Jiu Jitsu purists love to say “A belt only covers two inches of your butt. It’s up to you to cover the rest.” While that sentiment is certainly in the spirit of Jiu Jitsu, learning the art for the sake of learning and not viewing a belt as a goal, belts can mean much more or different things than we often give them credit for. Our belts are a representation of our journey. They are a reminder of who we were, who we are becoming, and what we have endured to get there. Each stripe represents hundreds of hours of mat time and growth. Each rank represents a new responsibility and greater expectations; not to smash everyone in your path but to help others grow and follow in a similar path of growth as BJJ players and people.
For these reasons we felt that our belts should have a similar story. Just like no two players games are exactly the same, neither are two belts when they are hand dyed. Maybe you’d like to dye custom belts for your go to training partner who is about to receive his or her next grade or maybe you’re a professor that would like to dye belts for your students. Maybe you don’t want to dye your own belts at all and just want to check out how our belts get from our supplier to you with a little extra love but below is a short guide to our belt dying process (that is constantly under revision) so you can add a little FLOW to your game.
- New White Belts ready (We wouldn’t recommend dying your old belt ESPECIALLY if it’s not white. If it is white, retire it. Your past is just as important as your future.) Find ours online here
- 1 Pack/Bottle of Fabric Dye per 5 belts (We prefer RIT brand. It works well on all sorts of materials and fabric blends)
- Latex/rubber gloves
- 1 Bucket per color- make sure these are big enough to fully submerge the belt all at once.
- Some large sink/bucket to rinse belts and get them into your washing machine (This stuff WILL stain your carpet/floor)
- Your favorite beverage
- Wash your belt prior to dying. If you don’t know where your belt is necessarily coming from, it could have some oils and other things in it that can affect the outcome of the dying process. This step isn’t 100% necessary, but it’s definitely one you should consider
- Prepare all of your materials. Open your belts make sure your dyes are open. Fill one bucket with enough HOT water to submerge the belts. It is best to do them one at a time, but two or more shouldn’t be too much of an issue. Make sure the water is HOT, especially if you are using powder dye. Fill another bucket with cold water or get the sink running cold water. Put your gloves on.Note: Some dyes give instructions to add salt or some detergent to the mix. Feel free to follow those instructions but we haven’t found it particularly necessary (and quite frankly it takes some of the fun out of it). Plus, who has a pound of salt sitting around?
- Prepare dye. Pour the dye into your bucket of hot water. Stir it for about 30 seconds to make sure the dye is distributed throughout the solution
- Test the dye color. This is best if you have an extra piece of material lying around. I typically use a paper towel, but the color isn’t usually that true. Keep in mind, once you wash the belts they will come out lighter.
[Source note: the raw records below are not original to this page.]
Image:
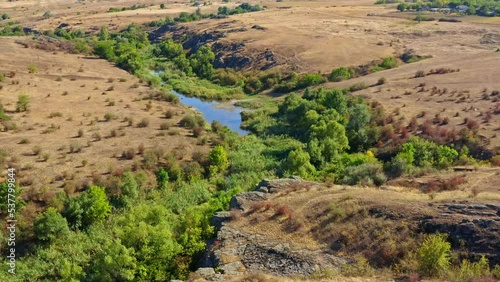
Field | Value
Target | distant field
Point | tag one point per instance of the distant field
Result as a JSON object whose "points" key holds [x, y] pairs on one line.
{"points": [[84, 103]]}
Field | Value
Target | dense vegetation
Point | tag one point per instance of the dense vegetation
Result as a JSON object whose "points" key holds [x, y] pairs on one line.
{"points": [[487, 8]]}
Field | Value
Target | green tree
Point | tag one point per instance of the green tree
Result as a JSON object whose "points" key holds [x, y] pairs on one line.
{"points": [[218, 159], [105, 49], [162, 179], [339, 74], [202, 61], [298, 163], [103, 34], [402, 7], [89, 207], [168, 48], [328, 140], [433, 256], [114, 262], [50, 225], [471, 10], [5, 190], [357, 128]]}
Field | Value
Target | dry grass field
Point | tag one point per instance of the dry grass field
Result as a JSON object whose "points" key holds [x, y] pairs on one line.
{"points": [[81, 103], [305, 36], [89, 15], [317, 36]]}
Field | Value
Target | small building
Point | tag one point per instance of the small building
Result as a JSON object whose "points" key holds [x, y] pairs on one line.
{"points": [[462, 8]]}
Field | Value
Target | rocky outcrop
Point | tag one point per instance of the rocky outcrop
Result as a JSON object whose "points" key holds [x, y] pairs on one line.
{"points": [[234, 252], [227, 54], [473, 230], [475, 227]]}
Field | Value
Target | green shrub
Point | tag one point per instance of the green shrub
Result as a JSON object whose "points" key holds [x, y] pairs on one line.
{"points": [[433, 256], [23, 103], [50, 225], [471, 271], [188, 121], [310, 80], [339, 74], [32, 68], [366, 174]]}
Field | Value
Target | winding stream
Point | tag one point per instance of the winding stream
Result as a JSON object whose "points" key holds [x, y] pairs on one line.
{"points": [[228, 115]]}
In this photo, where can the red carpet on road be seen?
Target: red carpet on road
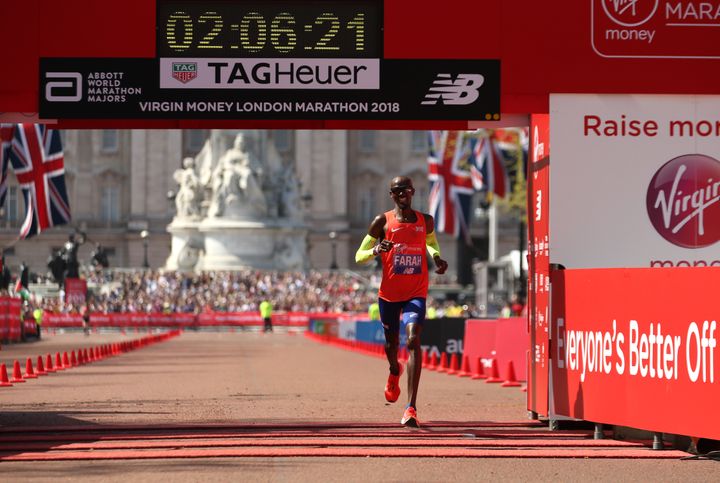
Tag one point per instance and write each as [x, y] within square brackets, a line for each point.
[443, 439]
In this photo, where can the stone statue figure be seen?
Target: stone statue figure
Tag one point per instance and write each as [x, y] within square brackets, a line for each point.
[236, 191]
[189, 196]
[289, 195]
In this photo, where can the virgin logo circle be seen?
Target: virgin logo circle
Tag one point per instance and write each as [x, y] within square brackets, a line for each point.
[630, 13]
[683, 201]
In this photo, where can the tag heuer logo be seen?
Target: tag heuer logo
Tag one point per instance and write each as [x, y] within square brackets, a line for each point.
[184, 71]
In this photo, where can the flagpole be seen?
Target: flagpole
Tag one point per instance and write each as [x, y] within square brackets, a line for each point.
[492, 232]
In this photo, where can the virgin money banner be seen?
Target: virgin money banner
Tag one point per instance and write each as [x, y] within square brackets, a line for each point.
[648, 360]
[635, 180]
[539, 262]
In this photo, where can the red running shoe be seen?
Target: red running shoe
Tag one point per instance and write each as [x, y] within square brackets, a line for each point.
[392, 388]
[410, 418]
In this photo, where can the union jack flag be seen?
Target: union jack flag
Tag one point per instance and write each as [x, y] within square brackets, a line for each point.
[6, 134]
[488, 167]
[451, 187]
[37, 159]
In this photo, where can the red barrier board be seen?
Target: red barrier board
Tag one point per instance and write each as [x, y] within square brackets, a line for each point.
[539, 263]
[14, 310]
[638, 348]
[4, 318]
[177, 320]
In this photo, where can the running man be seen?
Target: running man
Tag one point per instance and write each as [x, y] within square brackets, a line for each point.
[404, 235]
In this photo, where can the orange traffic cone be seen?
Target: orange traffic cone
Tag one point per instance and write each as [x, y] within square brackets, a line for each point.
[453, 368]
[17, 377]
[511, 381]
[494, 372]
[48, 363]
[4, 382]
[443, 363]
[40, 371]
[59, 366]
[479, 371]
[465, 367]
[29, 372]
[433, 362]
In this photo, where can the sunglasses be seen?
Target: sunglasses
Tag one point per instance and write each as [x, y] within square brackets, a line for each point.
[402, 189]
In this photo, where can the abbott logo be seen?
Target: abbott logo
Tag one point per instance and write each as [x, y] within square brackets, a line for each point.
[630, 13]
[69, 89]
[463, 90]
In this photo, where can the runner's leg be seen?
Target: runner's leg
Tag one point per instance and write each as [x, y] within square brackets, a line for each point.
[413, 319]
[390, 318]
[414, 361]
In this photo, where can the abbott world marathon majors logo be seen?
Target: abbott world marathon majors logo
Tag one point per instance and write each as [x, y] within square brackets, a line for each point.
[683, 201]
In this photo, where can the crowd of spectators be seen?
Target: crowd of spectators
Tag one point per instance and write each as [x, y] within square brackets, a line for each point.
[219, 291]
[117, 291]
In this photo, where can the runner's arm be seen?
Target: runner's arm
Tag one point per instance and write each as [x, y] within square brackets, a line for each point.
[368, 249]
[366, 252]
[432, 245]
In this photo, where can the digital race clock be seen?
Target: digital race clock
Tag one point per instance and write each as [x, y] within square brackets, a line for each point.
[270, 28]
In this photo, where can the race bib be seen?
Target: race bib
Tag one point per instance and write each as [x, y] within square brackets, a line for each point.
[408, 261]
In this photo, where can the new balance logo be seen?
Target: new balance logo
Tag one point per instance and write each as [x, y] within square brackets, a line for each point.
[463, 90]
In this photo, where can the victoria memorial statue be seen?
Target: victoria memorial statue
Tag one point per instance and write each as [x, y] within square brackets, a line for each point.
[237, 206]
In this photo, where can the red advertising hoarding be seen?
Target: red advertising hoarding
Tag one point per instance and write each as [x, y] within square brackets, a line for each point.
[638, 348]
[539, 262]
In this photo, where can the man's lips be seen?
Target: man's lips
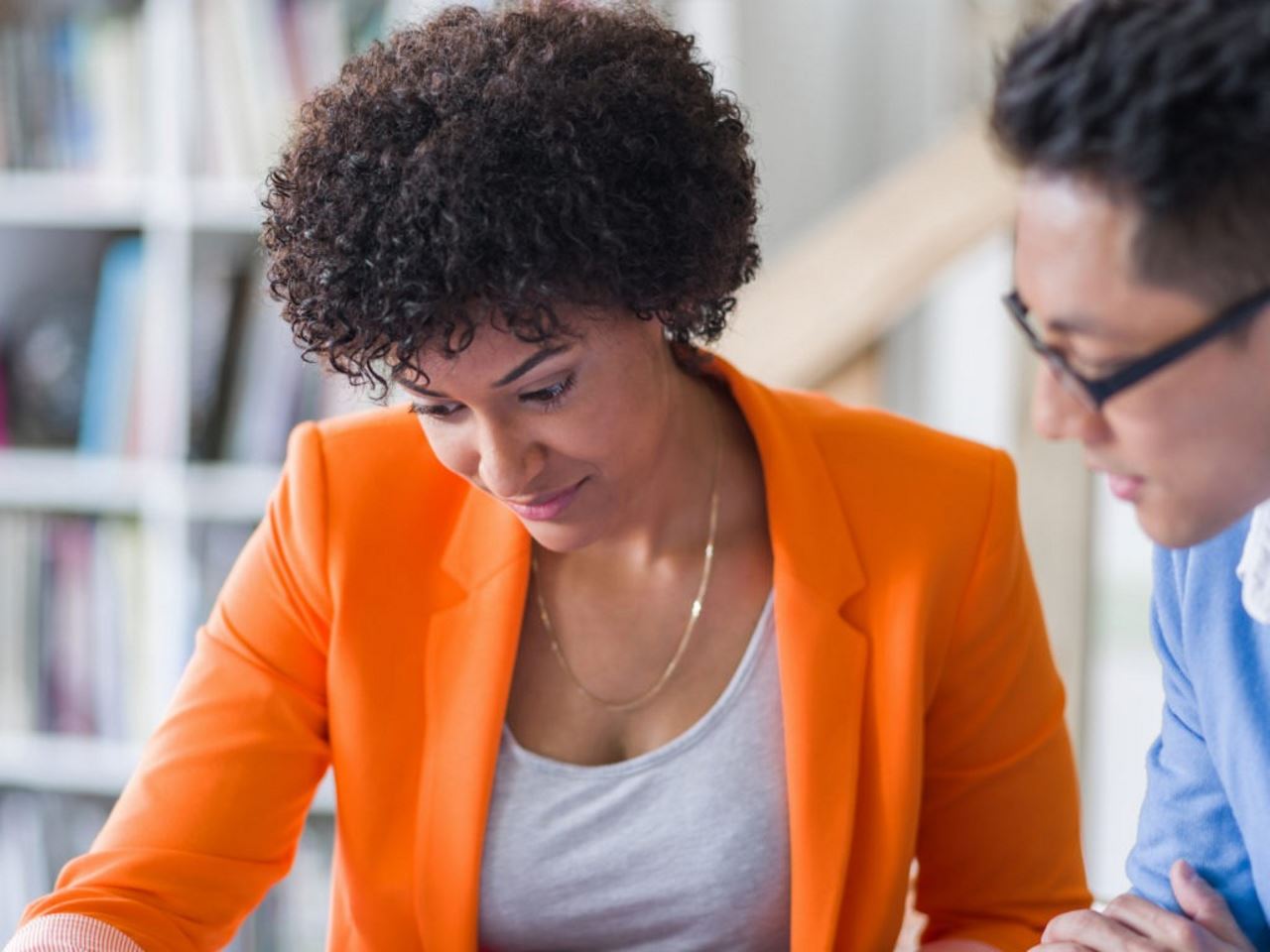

- Dunk your belt! Let the belt sit in the dye for a few minutes (3-5 should be more than enough) and mix it around periodically. Flip the belt over in the solution let it sit for another 3-5 minutes.
- Rinse/Dunk your belt in cold water. This helps it hold the color and rinses excess dye off. Once you finish the dying process, gather all of your belts and throw them in the washing machine on COLD. Let them run through the cycle and hang them to air dry.
CONGRATULATIONS, you just made your one of a kind Jiu Jitsu belt that is mat ready in about 24 hours. Now go out and train! You’ve got to roll as good as you look.
A note on belt colors:
To my knowledge, beyond the general color of the belt representing the grade the shade of the belt is personal preference. Experimenting with different mixes of dyes is half the fun and another way to add a personal touch to your belt. Follow the general rules of the color wheel, but have fun with it. It may be helpful to have a couple of extra belts on hand for experiments. The batch pictured here was dyed using 1 pack of RIT Royal Blue dye for the blue belts and a two-step process that used the remainder of the blue belt dye and a packet of RIT Scarlett dye for the purple belts. These came out pink at first (pictured above) so I put them through another cycle of Royal Blue dye and they came out with a light purple color.
Just like BJJ there is no true right or wrong, just what works for you (and what is acceptable at your academy) so once again, have fun with it and Flow.